In an interview, Allen said that she would "not comment specifically on an open case."
'Not Mississippi' "It's just very degrading when you had to come to work every day knowing some racism was going to be put on you," said Young, who worked at the station about 15 years when he retired after losing the use of his left hand in a tractor-trailer accident in January 2008.
"Especially in this day and age. This is Philadelphia, but this is not Philadelphia, Mississippi. It's 2009. The whole world is multicultural now."
In the racial-discrimination complaint filed last month with the PHRC, Powell is joined by William Wilkins, 57, who has worked at the station for eight years, and Russell Turner, 53, a four-year employee.
"There's just different rules for the black guys here and the white guys here, and that's unacceptable, really," Wilkins told the Daily News in an interview outside the station this month.
Turner agreed. "We're told to drink water when it's hot," said Turner, also interviewed outside the station. "If it's so many degrees, they say, 'Drink a lot of water.' We didn't know where the cooler was. We had to find the cooler to get water. It was chained and locked in that closet.
"It makes me feel terrible.
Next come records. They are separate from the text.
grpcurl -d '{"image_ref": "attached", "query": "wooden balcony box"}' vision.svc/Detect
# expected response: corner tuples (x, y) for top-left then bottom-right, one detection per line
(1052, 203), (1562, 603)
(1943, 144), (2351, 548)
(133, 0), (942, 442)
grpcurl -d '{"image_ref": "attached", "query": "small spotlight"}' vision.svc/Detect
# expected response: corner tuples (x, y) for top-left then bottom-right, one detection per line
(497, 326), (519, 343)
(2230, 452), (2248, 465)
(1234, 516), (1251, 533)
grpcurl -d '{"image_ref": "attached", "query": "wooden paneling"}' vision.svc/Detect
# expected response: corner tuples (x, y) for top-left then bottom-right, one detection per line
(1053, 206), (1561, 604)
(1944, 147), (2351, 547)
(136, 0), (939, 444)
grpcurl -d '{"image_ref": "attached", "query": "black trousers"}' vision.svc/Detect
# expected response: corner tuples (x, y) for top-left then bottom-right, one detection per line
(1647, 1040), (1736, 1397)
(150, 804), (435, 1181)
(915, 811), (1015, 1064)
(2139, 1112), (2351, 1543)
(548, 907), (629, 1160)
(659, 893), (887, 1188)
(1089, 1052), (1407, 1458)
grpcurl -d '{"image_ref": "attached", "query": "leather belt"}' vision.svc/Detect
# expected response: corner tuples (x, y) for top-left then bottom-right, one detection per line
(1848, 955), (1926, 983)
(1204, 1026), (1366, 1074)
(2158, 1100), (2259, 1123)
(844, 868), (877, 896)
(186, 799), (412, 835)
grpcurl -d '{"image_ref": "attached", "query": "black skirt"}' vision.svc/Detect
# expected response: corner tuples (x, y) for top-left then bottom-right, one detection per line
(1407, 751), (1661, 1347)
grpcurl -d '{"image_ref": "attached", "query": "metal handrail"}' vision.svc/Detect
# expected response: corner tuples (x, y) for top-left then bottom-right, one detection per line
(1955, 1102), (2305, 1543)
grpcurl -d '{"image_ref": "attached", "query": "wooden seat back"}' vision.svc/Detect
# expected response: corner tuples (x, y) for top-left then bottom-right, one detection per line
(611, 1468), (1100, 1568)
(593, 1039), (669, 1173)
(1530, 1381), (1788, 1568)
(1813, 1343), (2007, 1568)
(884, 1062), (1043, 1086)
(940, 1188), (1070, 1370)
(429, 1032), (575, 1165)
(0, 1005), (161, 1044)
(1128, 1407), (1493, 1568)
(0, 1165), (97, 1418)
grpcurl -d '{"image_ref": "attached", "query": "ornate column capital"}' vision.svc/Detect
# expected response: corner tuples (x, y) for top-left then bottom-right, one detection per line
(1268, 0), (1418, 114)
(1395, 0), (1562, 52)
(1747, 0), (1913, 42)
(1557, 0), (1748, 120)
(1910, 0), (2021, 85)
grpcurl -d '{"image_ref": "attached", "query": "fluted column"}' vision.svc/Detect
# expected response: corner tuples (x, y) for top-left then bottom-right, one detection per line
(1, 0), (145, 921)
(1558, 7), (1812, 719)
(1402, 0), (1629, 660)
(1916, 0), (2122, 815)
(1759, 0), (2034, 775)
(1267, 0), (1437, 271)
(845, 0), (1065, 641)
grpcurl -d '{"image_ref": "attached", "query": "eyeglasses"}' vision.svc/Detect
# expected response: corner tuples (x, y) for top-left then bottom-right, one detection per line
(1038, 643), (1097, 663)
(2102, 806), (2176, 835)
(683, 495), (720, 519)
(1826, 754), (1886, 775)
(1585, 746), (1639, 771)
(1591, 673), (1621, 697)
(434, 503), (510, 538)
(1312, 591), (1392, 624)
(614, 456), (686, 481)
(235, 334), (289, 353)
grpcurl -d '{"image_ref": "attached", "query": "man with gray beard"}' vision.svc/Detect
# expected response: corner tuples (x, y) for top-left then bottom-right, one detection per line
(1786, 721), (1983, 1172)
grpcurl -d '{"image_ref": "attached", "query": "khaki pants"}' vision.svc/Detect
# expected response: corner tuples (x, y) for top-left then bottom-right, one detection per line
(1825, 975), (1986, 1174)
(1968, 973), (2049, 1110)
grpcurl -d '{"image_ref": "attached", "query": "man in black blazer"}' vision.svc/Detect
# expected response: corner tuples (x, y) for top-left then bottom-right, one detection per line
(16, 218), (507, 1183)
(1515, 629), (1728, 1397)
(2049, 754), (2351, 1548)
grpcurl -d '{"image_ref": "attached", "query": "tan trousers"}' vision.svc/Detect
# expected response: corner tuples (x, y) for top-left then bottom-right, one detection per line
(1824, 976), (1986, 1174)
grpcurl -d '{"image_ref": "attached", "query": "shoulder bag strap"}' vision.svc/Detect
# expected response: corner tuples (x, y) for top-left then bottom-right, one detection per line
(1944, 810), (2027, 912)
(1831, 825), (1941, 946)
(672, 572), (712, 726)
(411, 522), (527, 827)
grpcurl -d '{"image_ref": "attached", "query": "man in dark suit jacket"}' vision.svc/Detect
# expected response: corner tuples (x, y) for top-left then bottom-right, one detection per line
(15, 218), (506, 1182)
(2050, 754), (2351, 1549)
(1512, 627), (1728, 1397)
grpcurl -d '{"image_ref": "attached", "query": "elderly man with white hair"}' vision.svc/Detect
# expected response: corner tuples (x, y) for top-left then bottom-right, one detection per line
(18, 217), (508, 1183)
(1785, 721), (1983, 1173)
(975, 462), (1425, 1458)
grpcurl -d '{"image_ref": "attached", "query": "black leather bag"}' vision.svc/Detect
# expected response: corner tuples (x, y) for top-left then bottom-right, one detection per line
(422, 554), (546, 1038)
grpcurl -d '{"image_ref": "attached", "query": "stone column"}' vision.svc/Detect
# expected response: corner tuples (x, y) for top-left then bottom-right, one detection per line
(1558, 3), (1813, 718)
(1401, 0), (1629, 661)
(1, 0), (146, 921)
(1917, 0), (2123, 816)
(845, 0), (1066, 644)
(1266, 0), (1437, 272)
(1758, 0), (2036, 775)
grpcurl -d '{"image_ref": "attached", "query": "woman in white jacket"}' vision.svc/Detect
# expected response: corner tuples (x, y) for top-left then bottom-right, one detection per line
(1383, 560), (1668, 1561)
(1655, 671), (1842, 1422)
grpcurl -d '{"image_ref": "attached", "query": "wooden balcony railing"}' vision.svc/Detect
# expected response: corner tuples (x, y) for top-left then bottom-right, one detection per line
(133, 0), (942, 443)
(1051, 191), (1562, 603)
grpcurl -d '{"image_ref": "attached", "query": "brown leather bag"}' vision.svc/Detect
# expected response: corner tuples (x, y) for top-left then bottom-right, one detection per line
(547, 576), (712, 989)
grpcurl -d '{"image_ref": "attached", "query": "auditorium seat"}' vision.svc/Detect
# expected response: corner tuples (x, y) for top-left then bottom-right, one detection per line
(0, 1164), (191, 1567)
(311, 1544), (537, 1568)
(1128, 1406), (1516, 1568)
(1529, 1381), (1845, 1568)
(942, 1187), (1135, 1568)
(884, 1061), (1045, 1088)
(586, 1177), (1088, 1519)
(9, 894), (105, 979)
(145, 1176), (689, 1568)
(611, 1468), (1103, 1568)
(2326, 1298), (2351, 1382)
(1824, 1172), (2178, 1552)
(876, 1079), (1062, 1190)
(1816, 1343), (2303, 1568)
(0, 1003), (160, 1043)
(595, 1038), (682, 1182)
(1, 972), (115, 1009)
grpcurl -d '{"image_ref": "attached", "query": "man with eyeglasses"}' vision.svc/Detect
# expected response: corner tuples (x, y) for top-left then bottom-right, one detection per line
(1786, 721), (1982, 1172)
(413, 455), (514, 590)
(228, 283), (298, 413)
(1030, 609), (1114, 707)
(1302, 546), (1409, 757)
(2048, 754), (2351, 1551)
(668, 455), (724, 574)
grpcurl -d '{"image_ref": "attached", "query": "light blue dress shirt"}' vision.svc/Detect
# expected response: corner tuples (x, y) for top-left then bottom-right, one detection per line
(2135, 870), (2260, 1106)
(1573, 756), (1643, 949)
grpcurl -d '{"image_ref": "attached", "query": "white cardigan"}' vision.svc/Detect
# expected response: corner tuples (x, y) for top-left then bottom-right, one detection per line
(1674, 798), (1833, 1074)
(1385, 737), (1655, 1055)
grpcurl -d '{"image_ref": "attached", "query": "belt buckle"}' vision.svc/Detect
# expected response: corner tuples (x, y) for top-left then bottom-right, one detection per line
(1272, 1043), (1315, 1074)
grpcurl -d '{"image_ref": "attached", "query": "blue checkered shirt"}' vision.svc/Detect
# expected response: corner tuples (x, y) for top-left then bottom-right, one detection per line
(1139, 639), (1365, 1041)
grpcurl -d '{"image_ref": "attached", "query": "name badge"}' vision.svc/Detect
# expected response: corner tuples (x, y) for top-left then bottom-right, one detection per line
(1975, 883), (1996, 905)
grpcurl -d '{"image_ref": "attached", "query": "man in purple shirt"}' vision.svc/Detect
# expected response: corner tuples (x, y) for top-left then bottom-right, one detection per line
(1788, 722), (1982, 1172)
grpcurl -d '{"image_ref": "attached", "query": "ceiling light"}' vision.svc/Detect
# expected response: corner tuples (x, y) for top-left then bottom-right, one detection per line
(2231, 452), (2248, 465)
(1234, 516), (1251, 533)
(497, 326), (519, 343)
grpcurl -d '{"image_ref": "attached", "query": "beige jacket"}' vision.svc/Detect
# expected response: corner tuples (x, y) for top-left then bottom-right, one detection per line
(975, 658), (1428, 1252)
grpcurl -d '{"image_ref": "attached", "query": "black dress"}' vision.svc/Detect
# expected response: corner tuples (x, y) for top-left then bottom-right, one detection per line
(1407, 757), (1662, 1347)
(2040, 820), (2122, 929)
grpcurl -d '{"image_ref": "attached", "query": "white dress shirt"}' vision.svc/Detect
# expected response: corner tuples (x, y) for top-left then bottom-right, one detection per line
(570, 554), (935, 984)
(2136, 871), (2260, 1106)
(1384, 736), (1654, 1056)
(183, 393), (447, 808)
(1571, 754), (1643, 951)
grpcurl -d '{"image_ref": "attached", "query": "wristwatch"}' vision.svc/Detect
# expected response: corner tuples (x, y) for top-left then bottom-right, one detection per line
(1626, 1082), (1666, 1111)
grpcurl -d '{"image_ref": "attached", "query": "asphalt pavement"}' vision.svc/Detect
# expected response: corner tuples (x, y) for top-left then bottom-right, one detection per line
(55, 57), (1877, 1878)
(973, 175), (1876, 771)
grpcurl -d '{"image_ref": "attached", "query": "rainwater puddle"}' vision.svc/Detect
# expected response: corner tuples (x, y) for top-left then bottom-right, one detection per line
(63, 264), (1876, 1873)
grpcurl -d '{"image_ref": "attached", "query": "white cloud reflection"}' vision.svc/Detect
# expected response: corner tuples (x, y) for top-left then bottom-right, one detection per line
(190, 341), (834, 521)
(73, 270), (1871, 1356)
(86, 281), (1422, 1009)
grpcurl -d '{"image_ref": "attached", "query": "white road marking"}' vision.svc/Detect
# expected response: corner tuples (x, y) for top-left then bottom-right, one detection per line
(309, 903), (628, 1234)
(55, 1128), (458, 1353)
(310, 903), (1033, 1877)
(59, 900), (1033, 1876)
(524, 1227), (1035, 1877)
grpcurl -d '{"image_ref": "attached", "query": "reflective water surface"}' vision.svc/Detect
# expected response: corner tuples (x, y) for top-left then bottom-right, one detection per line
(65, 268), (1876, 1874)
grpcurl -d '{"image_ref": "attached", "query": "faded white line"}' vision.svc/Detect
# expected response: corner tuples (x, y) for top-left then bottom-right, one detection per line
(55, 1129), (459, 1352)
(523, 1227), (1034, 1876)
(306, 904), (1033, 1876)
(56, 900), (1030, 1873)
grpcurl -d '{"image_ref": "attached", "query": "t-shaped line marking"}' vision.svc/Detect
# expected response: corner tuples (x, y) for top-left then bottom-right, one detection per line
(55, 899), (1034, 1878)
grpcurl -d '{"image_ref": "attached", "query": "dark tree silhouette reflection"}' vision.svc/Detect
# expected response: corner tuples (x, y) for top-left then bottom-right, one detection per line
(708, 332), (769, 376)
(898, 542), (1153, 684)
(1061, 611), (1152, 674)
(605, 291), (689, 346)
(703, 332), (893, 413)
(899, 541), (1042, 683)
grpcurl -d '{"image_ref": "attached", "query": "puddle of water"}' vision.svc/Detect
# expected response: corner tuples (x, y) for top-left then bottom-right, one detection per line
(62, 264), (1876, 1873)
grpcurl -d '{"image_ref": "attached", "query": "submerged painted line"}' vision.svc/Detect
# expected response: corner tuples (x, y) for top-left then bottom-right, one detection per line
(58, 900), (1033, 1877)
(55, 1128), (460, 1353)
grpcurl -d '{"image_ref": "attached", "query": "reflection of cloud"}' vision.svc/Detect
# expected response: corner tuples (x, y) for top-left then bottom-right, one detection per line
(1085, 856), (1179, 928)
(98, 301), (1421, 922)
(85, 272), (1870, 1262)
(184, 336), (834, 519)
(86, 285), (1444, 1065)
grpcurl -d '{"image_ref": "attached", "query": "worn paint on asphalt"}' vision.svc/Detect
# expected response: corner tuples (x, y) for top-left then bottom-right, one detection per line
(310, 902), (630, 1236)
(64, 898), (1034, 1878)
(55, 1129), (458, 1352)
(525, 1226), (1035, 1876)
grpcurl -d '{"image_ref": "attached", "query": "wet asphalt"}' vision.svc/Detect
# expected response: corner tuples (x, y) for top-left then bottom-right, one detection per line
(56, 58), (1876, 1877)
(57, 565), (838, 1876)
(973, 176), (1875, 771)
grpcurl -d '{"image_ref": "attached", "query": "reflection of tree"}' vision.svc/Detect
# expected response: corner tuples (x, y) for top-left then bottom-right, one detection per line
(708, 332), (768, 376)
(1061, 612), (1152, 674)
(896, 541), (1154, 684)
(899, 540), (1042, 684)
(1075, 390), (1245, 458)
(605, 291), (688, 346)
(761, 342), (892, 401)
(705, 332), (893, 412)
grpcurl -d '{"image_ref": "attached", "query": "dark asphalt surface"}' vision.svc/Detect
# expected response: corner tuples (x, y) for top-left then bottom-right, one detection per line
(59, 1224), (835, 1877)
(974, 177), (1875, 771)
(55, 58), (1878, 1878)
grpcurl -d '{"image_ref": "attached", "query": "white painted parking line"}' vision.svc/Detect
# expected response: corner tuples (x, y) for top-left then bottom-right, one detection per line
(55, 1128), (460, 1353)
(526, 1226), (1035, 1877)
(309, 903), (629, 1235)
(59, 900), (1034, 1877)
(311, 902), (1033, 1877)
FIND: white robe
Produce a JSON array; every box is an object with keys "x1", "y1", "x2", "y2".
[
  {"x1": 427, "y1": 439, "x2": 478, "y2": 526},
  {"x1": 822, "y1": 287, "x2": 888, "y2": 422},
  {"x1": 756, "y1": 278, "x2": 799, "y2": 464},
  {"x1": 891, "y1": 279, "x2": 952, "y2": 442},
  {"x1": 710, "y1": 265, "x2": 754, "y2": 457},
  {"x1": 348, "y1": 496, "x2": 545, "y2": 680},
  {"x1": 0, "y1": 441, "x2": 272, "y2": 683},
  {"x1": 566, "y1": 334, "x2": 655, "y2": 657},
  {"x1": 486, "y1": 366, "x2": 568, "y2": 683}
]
I don't like the fact that I have to say, 'Can I have water?' And he [Gill] don't buy that water — that water is for everybody here."
According to city records, as of last November, Wilkins, a tractor-trailer driver, was paid $40,482 a year; Powell was paid $33,867; and Turner, a semiskilled laborer, was paid $31,861.
Northwest 'Plantation' The lawsuit filed by Trowery and Young alleges that Gill referred to the station as the Northwest "Plantation."
Young said that when, as shop steward, he took the men's complaints to Gill, he was told that "if me and my friends don't like it here in the Northwest 'Plantation,' we can pack our s--- and leave."
Trubman said that Gill told the PHRC in the Young-Trowery case that the "plantation" remark was meant as a joke.
Recently, after the black workers found in the trash a book titled Runaway Slaves: Rebels on the Plantation, by historians John Hope Franklin and Loren Schweninger, they began to read it for solace and inspiration, Young said.
"When this book turned up on our platform in the trash, ...it just made us think that this is like slavery again," Young said. "So we started keeping the book...as our little Bible in the drivers' shack, where all the black drivers sit and we relax and eat lunch.
"And we just try to encourage each other to every now and then, when he does something racist to you or that really pisses you off, to read a couple pages of the book, to show you that this is not the first time this happened, we can get through this, but we got to do it together."
The lawsuit is scheduled to be heard in February 2010.